We have mentioned the lack of an integrated GPU in all Ryzen reviews and received a lot of criticism for just mentioning that fact. It's still true, and not a big deal at all, but Intel offers an iGPU that is sufficient for basic tasks and minimal gaming. Yes, I know that AMD has their APU line of products, but given the modular design of the Ryzen processors, I wonder how expensive it could be to design a very basic GPU die connected via Infinity Fabric to strengthen the Ryzen position in non-gaming market segments, where every dollar counts.

AMD is asking $450 for their Ryzen 7 5800X, which is $100 less than the 12-core 5900X. Right now, the Ryzen 7 3800X retails for $340 (with a heatsink), and the 3800XT is $380 (without a heatsink). This makes the Ryzen 7 5800X kind of expensive for what it offers even with the incredible performance gains are taken into account. If you are willing to live with slightly lower performance, the latter offer better performance per dollar. It might also be worth looking for a used 3900X that an upgrader wants to unload at reduced pricing.

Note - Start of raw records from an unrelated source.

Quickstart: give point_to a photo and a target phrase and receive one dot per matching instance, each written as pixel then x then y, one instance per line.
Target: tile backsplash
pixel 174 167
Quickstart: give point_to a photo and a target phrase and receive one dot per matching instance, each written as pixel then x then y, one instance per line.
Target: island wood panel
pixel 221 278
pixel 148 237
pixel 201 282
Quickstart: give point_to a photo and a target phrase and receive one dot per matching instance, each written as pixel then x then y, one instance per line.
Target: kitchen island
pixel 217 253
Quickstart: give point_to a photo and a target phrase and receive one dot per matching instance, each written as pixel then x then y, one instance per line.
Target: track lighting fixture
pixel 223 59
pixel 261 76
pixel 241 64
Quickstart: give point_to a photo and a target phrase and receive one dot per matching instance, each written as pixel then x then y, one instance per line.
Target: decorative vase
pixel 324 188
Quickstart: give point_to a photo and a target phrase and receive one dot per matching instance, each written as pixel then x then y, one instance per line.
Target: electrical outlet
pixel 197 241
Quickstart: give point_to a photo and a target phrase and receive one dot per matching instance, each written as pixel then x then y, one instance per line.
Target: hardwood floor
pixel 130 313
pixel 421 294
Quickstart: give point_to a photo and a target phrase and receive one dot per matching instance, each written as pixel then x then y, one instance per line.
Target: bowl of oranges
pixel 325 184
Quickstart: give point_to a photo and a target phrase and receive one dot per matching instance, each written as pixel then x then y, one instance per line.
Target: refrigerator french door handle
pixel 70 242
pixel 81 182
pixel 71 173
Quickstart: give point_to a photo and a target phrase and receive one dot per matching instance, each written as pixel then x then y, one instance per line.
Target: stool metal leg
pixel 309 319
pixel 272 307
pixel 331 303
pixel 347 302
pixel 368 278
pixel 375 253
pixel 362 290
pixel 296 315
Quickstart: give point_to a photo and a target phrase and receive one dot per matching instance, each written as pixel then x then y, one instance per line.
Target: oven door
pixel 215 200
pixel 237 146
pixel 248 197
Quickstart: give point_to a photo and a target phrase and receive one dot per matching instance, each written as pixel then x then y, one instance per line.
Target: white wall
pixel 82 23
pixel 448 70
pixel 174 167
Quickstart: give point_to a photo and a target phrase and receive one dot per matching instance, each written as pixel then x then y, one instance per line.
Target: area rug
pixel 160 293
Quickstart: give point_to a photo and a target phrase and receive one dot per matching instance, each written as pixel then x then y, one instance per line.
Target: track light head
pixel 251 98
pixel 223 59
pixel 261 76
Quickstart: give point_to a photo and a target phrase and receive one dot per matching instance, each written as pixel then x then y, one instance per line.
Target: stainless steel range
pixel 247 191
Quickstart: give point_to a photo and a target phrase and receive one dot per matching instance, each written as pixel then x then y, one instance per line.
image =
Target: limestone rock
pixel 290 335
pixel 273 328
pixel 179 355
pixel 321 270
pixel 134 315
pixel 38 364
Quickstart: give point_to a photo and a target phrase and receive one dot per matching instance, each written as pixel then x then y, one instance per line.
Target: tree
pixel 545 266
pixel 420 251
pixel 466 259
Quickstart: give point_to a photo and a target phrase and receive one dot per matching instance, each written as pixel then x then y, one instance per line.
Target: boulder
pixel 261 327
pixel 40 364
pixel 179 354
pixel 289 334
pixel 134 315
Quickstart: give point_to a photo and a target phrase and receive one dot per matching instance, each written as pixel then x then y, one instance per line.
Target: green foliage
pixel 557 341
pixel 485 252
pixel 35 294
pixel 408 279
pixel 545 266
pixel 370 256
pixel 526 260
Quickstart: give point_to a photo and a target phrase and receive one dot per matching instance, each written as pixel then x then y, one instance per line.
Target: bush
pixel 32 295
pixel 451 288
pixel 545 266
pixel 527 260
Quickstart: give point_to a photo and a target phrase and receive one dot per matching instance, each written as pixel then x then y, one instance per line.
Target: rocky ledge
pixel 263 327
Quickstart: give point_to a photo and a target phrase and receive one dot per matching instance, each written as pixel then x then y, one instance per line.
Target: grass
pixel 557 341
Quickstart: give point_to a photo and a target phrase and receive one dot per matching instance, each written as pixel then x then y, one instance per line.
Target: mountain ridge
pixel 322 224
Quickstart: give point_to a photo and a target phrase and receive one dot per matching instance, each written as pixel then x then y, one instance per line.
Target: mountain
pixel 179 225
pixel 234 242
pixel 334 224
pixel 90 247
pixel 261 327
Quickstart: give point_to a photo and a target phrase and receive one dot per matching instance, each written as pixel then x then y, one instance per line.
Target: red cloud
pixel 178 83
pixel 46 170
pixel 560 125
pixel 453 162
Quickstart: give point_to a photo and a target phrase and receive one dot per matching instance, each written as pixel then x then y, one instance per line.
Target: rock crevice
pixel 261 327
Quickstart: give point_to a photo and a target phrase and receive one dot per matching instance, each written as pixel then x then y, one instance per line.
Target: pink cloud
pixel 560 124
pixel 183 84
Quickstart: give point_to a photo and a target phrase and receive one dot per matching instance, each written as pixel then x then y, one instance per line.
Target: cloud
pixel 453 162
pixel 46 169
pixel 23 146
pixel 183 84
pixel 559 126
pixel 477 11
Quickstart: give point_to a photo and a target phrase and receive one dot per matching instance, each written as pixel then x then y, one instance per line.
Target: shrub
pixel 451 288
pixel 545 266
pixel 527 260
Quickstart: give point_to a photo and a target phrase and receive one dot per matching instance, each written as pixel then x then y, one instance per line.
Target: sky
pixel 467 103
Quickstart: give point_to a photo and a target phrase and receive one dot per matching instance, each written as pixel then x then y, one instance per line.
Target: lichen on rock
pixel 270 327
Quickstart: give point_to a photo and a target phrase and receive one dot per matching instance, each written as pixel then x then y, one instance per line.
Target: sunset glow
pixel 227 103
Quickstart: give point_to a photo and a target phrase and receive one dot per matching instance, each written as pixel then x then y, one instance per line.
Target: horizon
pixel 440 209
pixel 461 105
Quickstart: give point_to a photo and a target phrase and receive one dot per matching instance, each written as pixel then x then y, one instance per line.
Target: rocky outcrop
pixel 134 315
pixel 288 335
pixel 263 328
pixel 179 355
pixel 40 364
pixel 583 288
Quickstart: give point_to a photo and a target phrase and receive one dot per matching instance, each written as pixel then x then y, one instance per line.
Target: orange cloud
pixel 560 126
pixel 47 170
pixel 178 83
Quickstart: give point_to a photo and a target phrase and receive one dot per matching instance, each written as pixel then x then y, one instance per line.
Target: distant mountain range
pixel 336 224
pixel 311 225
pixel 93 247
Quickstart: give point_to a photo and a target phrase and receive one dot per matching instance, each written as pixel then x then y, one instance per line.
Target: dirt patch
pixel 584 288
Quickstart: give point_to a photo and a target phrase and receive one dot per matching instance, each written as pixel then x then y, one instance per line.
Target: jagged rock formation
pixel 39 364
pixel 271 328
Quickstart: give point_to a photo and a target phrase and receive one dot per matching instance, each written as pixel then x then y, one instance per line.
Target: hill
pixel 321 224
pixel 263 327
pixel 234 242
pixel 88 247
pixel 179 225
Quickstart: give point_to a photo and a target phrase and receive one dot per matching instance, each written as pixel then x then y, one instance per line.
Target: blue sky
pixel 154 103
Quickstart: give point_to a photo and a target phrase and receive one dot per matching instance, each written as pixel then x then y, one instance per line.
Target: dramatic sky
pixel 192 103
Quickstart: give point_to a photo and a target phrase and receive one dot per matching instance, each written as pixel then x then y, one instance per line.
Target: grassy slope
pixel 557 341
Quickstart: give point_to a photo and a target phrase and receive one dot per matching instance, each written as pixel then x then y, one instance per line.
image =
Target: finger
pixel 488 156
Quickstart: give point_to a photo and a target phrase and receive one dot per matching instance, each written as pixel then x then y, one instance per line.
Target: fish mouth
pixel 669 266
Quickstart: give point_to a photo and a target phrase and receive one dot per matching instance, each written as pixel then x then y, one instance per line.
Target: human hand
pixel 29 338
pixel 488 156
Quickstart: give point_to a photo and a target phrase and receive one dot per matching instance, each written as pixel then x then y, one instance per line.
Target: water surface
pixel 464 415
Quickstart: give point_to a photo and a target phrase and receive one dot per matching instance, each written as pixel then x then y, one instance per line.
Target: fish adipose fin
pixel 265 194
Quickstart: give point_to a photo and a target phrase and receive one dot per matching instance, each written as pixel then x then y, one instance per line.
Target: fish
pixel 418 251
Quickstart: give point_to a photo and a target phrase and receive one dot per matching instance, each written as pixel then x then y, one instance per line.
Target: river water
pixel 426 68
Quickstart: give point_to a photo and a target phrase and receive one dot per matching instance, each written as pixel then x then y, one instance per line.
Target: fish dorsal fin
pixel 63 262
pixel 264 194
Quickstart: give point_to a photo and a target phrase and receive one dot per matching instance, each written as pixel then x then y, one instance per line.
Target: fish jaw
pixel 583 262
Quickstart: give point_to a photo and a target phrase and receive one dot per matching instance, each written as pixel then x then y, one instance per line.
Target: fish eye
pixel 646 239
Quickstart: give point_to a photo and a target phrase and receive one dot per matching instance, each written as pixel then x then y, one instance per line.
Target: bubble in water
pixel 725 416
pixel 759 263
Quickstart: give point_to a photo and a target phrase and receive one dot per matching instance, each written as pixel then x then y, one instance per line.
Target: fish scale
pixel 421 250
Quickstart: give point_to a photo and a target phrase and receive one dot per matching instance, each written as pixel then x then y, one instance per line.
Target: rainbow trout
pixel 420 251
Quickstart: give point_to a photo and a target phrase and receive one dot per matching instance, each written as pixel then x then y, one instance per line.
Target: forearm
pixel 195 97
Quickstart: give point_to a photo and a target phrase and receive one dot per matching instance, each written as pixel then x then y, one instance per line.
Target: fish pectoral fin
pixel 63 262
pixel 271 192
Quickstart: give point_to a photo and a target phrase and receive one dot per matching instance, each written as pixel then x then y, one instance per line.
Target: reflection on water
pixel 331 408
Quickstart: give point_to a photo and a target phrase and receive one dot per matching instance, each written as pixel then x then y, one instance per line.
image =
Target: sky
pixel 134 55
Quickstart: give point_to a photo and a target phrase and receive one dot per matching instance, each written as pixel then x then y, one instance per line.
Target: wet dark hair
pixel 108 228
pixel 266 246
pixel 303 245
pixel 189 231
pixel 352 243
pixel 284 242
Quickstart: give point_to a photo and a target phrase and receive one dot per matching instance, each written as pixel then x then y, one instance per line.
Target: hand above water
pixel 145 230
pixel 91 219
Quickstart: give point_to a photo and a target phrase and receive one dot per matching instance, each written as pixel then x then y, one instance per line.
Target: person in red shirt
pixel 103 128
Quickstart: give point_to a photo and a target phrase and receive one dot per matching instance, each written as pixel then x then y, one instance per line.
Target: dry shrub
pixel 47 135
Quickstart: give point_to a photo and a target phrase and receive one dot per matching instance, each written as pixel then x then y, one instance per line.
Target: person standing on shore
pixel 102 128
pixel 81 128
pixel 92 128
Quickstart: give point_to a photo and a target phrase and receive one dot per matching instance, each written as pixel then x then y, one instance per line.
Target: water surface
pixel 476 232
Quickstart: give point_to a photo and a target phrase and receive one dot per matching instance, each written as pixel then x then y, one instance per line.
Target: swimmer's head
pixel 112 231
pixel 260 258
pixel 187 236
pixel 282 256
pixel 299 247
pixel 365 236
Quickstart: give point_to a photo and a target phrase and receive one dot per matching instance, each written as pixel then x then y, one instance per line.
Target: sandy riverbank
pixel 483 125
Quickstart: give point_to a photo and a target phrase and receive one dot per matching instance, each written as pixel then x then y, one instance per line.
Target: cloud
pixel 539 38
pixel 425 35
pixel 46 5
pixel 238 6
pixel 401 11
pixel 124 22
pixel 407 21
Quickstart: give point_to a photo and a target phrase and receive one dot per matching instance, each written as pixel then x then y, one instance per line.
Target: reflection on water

In the Ryzen 5800X performance range, Intel isn't offering much that can hurt the 5800X, only the overpriced Core i9-10900K. If you can live with lower application performance, the Core i7-10700K at $380 could be an option. Other than the obvious cost savings, you might end up losing on Intel's higher platform cost, I'm not really convinced.

I would say the 5800X is around $50 too expensive for what I would consider fair, but supply of the new AMD Zen 3 processors will be fairly limited for the foreseeable future. So if things are anything like the NVIDIA Ampere launch, people won't care much about pricing and will pay almost anything to have one of these new CPUs.